Bite mark analysis has no basis in science, government experts say. Yet there are still people in prison because of it.

Four governmental bodies have said bite mark analysis has no basis in science. Yet it's been used in many criminal cases, and no court has ruled it inadmissible.

Even now, as a free man, Keith Harward finds it hard to explain what it was like to sit in a courtroom, on trial for a rape and murder he knew he didn’t commit, watching someone considered an expert testify with certitude that bite marks on the victim’s leg matched his teeth.

“I still to this day wonder what the hell just went on,” he told NBC News at his home in North Carolina. “Sometimes I break down and bawl, because I can’t explain to you or anybody else, other than people who’ve been in my situation.”

No evidence connected Harward to the horrific 1982 crime, but he happened to be among a group of sailors from a Navy ship in dry dock in Newport News, Virginia, who were required to give dental impressions, since the assailant had been wearing a Navy uniform. Two forensic dentists told two separate juries that Harward’s teeth matched “to a scientific certainty” a bite mark on the rape victim’s skin. Harward spent 33 years in prison until, with the help of the Innocence Project, he was exonerated in 2016 by DNA evidence that pointed to another sailor as the killer.

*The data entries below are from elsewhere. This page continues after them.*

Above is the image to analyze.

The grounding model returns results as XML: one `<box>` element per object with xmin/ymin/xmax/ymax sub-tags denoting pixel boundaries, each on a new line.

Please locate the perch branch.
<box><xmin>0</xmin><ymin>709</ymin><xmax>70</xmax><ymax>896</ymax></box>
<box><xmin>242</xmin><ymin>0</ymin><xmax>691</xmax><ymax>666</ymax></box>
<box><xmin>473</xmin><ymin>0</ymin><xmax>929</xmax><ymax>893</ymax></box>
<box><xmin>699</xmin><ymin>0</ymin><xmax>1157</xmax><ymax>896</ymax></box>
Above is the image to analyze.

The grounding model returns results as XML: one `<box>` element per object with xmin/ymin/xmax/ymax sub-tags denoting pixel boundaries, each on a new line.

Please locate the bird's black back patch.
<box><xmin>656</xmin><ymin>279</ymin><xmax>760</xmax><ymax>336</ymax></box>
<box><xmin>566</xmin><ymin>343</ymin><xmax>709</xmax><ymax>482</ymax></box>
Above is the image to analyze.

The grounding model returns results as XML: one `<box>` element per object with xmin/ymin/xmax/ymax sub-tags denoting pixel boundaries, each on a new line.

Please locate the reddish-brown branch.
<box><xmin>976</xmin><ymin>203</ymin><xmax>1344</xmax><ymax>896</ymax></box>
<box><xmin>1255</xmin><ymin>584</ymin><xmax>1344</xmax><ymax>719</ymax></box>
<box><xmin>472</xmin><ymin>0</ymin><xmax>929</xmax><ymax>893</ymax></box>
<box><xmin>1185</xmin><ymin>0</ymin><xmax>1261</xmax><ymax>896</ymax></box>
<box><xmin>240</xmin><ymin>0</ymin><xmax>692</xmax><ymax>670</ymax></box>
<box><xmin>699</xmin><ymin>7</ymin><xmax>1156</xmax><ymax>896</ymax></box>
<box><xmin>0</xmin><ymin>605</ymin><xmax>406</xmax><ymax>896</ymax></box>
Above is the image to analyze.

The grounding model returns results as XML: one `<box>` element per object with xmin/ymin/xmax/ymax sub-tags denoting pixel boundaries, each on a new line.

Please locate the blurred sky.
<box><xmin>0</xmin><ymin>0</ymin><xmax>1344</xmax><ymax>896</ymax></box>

Keith Harward talks to reporters as he is released from Nottoway Correctional Center in Burkeville, Va., on April 8, 2016.Daniel Sangjib Min / Richmond Times-Dispatch via AP fileThe Innocence Project says Harward is among at least 36 people who have been exonerated after having been wrongfully convicted based on now-debunked bite mark comparisons. One of them, Eddie Lee Howard, was on death row in Mississippi when he was freed in 2021 after crime scene DNA was matched to someone else.

Four separate governmental scientific bodies have concluded that bite mark analysis has no basis in science. That includes the President’s Council of Advisors on Science and Technology, which said in 2016 that “available scientific evidence strongly suggests that examiners not only cannot identify the source of bitemark with reasonable accuracy, they cannot even consistently agree on whether an injury is a human bitemark.” The National Institute of Standards and Technology, the gold standard of measurement science, said in 2022 that bite mark forensics “lacks a sufficient scientific foundation” because “human dental patterns have not been shown to be unique at the individual level.”